Microsoft has released a significant upgrade to its Windows Desktop Search program. It should now be considered a core component of Windows XP and should be installed on every computer. (Exactly the same technology is a core component of Windows Vista, inseparable from the rest of the operating system.) Here’s the page for downloading new version 3.0, which should also soon be available on the main Windows Desktop Search web page.
Windows Desktop Search indexes Outlook folders and My Document folders so that you can perform lightning-fast searches for a word, a name, a number, a scrap of text, anywhere it appears – documents, e-mail messages, contacts, appointments, or more. There’s a desktop toolbar that displays results as quickly as you can type them in, or a conventional window that easily permits narrowing in on search results.
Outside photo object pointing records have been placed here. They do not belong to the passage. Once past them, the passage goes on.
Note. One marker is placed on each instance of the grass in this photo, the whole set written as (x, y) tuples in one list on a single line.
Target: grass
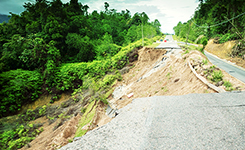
[(85, 119), (205, 61), (228, 86), (217, 76), (168, 75), (164, 89)]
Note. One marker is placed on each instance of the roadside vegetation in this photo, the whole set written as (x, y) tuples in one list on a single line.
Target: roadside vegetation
[(52, 48), (211, 21)]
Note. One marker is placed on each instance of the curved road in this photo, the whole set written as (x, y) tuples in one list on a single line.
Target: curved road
[(231, 69)]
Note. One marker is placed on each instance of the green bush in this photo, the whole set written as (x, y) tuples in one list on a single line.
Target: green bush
[(18, 137), (217, 76), (227, 37), (18, 87)]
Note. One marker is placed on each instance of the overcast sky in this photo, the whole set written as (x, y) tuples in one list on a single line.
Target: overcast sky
[(168, 12)]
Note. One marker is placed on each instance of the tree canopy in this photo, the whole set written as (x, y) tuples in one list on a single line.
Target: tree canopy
[(211, 20), (49, 34)]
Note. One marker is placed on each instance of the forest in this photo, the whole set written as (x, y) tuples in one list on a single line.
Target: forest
[(52, 46), (223, 20)]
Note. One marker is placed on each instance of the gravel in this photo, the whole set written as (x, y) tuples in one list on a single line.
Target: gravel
[(193, 121)]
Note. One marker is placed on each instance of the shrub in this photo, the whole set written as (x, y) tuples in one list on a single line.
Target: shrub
[(18, 87), (217, 76)]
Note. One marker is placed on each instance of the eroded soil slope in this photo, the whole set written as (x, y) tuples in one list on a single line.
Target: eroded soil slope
[(223, 51), (155, 73)]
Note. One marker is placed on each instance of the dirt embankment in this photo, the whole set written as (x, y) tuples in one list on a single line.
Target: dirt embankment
[(224, 51), (171, 76)]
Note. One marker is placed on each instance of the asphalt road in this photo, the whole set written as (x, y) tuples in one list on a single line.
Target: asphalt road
[(197, 121), (194, 121), (232, 70), (170, 44)]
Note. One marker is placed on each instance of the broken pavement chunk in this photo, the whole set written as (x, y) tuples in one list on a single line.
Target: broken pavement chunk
[(130, 95)]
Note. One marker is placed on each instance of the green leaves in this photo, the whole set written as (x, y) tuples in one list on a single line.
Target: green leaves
[(16, 87)]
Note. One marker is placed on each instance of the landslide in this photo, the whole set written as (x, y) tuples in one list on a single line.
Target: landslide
[(173, 77)]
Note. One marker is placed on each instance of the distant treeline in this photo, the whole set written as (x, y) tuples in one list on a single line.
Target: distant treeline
[(37, 43), (209, 21)]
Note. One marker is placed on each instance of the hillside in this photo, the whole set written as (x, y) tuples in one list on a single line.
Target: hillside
[(4, 18), (173, 77)]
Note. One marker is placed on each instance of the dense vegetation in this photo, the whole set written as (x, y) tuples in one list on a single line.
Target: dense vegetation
[(210, 20), (3, 18), (51, 47)]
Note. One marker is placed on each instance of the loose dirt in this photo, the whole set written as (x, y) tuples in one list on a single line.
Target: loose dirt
[(223, 51), (175, 78)]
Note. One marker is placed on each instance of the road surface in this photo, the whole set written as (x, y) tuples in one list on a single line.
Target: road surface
[(170, 44), (231, 69), (193, 121)]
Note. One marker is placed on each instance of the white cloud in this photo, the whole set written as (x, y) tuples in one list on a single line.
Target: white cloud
[(168, 12)]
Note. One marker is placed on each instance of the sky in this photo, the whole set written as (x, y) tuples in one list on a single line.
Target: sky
[(168, 12)]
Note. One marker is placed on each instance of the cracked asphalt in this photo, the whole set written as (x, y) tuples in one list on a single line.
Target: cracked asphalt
[(193, 121)]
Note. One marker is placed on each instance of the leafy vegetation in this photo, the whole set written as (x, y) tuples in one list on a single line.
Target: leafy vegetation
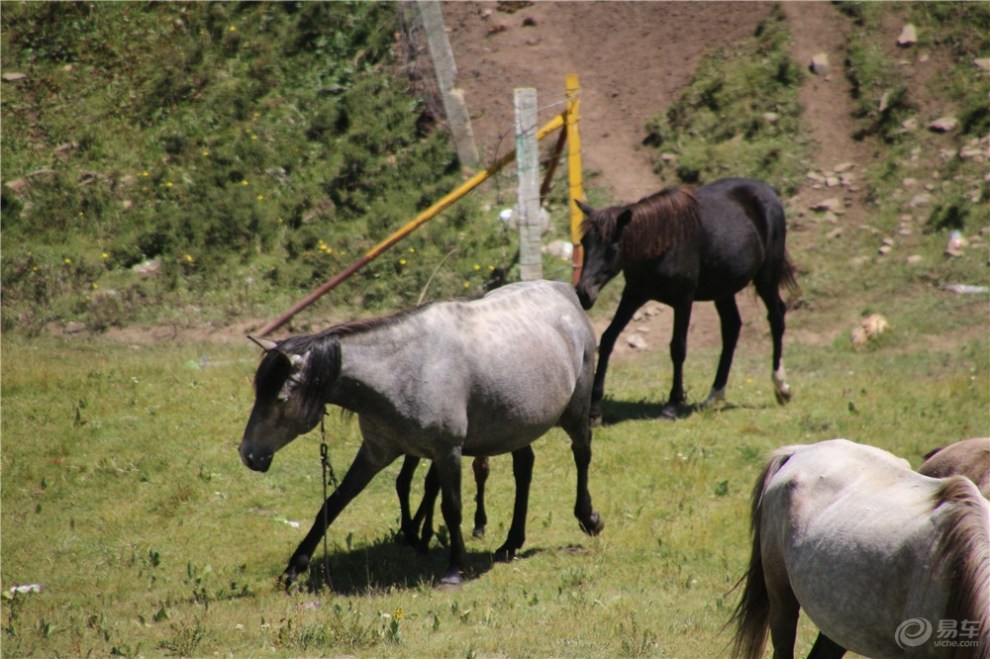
[(246, 151), (720, 127)]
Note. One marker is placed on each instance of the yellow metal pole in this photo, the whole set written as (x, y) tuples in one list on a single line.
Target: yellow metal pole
[(575, 189), (421, 219)]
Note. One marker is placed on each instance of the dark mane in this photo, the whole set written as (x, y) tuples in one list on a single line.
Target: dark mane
[(655, 223), (324, 359), (964, 551)]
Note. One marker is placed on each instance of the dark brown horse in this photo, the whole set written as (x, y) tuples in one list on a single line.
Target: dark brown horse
[(681, 245)]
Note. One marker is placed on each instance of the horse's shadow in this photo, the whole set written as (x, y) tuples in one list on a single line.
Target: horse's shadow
[(388, 564), (615, 412)]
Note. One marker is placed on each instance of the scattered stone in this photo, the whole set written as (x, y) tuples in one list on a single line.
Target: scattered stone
[(956, 244), (832, 204), (636, 342), (869, 329), (819, 64), (943, 125), (908, 36)]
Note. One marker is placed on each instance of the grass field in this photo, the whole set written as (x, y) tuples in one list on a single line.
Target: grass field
[(125, 500)]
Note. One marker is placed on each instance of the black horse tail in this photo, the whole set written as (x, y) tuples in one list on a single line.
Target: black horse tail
[(752, 614), (765, 210)]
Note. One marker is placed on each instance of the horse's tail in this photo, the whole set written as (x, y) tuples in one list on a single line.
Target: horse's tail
[(765, 209), (752, 614), (964, 551)]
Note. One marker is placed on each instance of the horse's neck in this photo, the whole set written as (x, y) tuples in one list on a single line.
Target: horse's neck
[(374, 364)]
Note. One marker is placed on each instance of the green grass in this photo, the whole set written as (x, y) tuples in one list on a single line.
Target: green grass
[(125, 499), (123, 495)]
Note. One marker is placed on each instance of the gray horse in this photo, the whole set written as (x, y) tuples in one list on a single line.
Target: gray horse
[(477, 378)]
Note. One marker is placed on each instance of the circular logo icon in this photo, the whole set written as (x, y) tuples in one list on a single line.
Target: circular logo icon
[(913, 632)]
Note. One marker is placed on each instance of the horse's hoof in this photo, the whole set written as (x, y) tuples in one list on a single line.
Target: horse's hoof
[(594, 525), (504, 555), (783, 396)]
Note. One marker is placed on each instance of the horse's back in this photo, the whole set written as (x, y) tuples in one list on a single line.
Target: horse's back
[(744, 228), (524, 355), (855, 531), (968, 457)]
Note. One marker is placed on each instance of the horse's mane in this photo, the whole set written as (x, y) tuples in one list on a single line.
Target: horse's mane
[(965, 553), (323, 364), (655, 223)]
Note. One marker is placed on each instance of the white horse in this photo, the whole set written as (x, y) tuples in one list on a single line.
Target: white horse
[(886, 562)]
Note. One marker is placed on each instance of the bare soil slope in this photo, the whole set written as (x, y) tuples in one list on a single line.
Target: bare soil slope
[(633, 59)]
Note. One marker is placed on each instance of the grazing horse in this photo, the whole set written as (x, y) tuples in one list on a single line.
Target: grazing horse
[(968, 457), (681, 245), (875, 553), (476, 378)]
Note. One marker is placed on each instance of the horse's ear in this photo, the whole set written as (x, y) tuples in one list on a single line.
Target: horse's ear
[(266, 344), (585, 208)]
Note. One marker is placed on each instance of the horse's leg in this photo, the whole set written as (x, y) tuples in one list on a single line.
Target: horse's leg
[(403, 485), (728, 314), (776, 310), (522, 472), (826, 648), (481, 469), (360, 473), (579, 431), (678, 352), (449, 471), (424, 515), (628, 305), (784, 610)]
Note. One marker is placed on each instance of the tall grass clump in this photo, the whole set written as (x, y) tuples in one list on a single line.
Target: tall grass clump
[(721, 126)]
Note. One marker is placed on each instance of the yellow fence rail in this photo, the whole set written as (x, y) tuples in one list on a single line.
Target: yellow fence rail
[(567, 119)]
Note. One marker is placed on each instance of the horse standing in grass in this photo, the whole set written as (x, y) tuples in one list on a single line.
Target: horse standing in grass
[(875, 553), (476, 378), (681, 245)]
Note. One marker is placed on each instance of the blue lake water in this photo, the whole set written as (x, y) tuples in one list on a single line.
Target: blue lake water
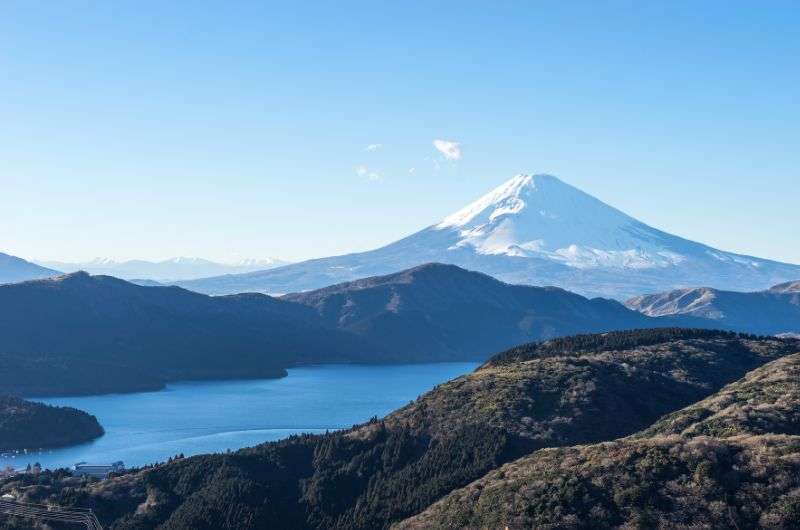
[(213, 416)]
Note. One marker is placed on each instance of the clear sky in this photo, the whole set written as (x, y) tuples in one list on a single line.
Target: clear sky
[(239, 129)]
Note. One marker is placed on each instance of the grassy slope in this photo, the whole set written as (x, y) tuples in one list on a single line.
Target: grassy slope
[(729, 461), (565, 392)]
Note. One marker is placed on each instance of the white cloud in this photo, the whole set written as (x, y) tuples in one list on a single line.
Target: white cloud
[(450, 150), (365, 172)]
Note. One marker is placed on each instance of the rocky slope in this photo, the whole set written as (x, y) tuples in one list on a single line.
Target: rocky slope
[(14, 269), (79, 334), (447, 312), (730, 461), (769, 312)]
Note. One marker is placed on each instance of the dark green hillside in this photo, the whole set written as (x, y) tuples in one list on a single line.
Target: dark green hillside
[(89, 334), (438, 311), (28, 425), (386, 470), (729, 461)]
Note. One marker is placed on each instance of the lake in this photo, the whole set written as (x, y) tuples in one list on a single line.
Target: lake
[(214, 416)]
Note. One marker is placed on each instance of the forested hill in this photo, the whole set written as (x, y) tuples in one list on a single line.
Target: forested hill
[(28, 425), (729, 461), (443, 311), (384, 471), (92, 334), (82, 334)]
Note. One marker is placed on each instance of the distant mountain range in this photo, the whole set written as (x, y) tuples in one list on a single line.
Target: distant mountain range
[(534, 230), (770, 312), (92, 334), (13, 269), (167, 270), (81, 334), (441, 312)]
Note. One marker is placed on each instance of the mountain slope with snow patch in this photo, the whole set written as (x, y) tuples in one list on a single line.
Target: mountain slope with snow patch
[(534, 230)]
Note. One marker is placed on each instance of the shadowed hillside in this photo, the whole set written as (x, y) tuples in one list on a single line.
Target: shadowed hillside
[(730, 461), (442, 311), (91, 334), (598, 388), (28, 425)]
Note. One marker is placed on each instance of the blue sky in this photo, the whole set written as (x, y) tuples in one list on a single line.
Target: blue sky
[(239, 129)]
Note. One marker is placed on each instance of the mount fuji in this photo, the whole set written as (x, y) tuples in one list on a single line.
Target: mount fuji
[(534, 230)]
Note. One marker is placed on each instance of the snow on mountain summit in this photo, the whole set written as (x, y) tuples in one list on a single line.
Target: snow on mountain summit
[(541, 216), (536, 230)]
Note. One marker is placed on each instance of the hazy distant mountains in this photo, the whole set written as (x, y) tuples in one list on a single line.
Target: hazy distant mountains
[(13, 269), (168, 270), (773, 311), (534, 230)]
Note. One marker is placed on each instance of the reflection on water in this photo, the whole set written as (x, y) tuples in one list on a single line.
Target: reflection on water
[(207, 417)]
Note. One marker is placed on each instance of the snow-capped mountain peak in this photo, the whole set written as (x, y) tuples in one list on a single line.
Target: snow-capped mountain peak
[(541, 216), (535, 229)]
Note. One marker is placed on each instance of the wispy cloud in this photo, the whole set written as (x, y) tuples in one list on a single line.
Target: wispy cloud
[(450, 150), (365, 173)]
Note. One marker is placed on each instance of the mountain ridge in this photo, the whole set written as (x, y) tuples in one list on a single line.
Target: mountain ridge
[(14, 269), (173, 269), (772, 311), (444, 310)]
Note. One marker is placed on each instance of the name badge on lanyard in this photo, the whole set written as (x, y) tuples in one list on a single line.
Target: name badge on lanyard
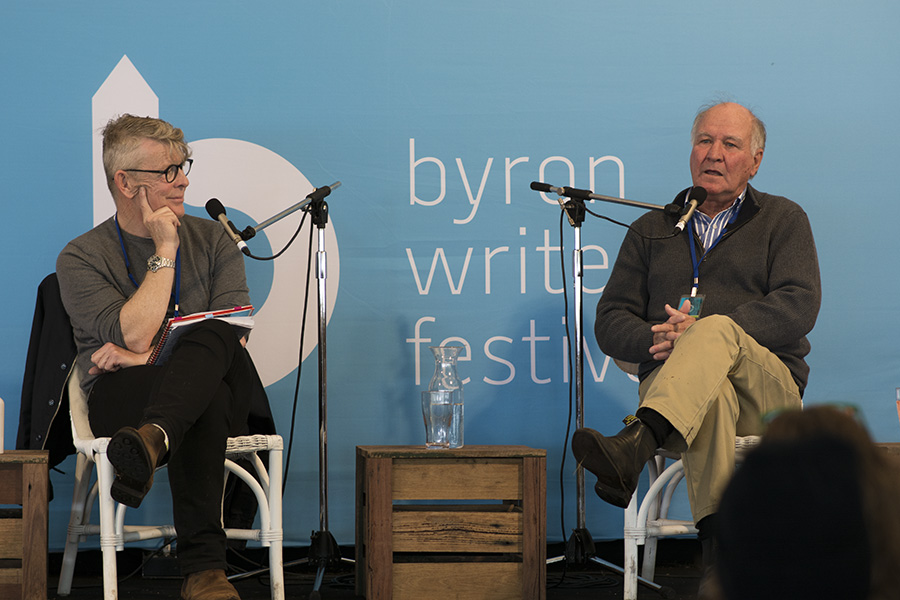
[(694, 299)]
For many people, this immediately becomes the single most important tool on their computers. If you are drowning in documents or unsorted e-mail messages, this gives you immediate access to information that would otherwise be lost.
Windows Desktop Search 3.0 is free and runs on Windows XP Service Pack 2. By default, it will index your mail folders – Outlook or Outlook Express – and your My Documents folders. If you have a previous version of Windows Desktop Search installed, version 3 will automatically upgrade prior versions 2.5 and above. (Users of earlier versions should manually uninstall them first.)
If you want to index folders on another computer (company files on a server, for example), or if your My Documents folders are redirected to a server, you have to install the Add-in for UNC/FAT. After restarting, you will be allowed to choose mapped network drives for indexing.
If you want to index the contents of PDF files, you have to install an add-in from Adobe, the Adobe PDF IFilter v.6.0.
If this is your first time installing Windows Desktop Search, leave your computer turned on with Outlook running overnight for it to compile the index. After the initial work is done, it will keep itself up to date in close to real time, with very little load on the system.